Sketch-based Extreme Underwater Image Compression Network

Yu Zhang, Liquan Shen, Mengyao Li, Meng Yu, Shiwei Wang, Feifeng Wang

Published: 01 Jan 2025, Last Modified: 28 Feb 2026IEEE Transactions on Circuits and Systems for Video TechnologyEveryoneRevisionsCC BY-SA 4.0
Abstract: Underwater applications such as exploration and salvage operations require capturing underwater images (UWIs) to evaluate attributes such as the shape and structural integrity of submerged targets.
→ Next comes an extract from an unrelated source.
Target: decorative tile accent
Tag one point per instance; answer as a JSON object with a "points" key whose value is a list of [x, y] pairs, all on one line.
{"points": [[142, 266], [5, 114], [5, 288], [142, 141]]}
However, underwater image transmission faces significant challenges due to the limited wireless acoustic channel available in underwater communication systems. Existing image compression algorithms struggle with limited compression ratios, which leads to a loss of crucial structural information and poor reconstruction quality, making them unsuitable for underwater practical applications. To overcome these limitations, we propose a sparse Sketch-based Extreme Underwater Compression framework (SEUCN), which mainly includes two sub-networks: Sparse Sketch Generation Network (SSGN) and Underwater Prior-guided Reconstruction Network (UPRN). To reduce redundancy and ensure effective compression at extremely low bitrates, the SSGN is designed to generate a compression-friendly sparse structural sketch through two ways. Firstly, it focuses on extracting important structural information to support analysis tasks within the constraints of limited bitrates. Secondly, it incorporates an underwater imaging model to focus on learning critical texture information for visual reconstruction. To restore the information lost during compression and achieve high-quality reconstruction, UPRN is designed to enhance structure details, restore underwater style, and enrich texture information during the reconstruction of UWIs from the decoded sketches, by effectively integrating multiple sources of prior knowledge. Specially, considering the high similarity of semantics and texture across different UWIs with common targets, the Dictionary-guided Texture Recovery Module (DTRM) leverages a universal underwater multi-scale feature dictionary as texture prior knowledge to supplement missing texture details. Extensive experiments show that our SEUCN demonstrates outstanding performance in retaining significant structural information to assist underwater practical tasks, and achieves superior visual quality compared to existing methods.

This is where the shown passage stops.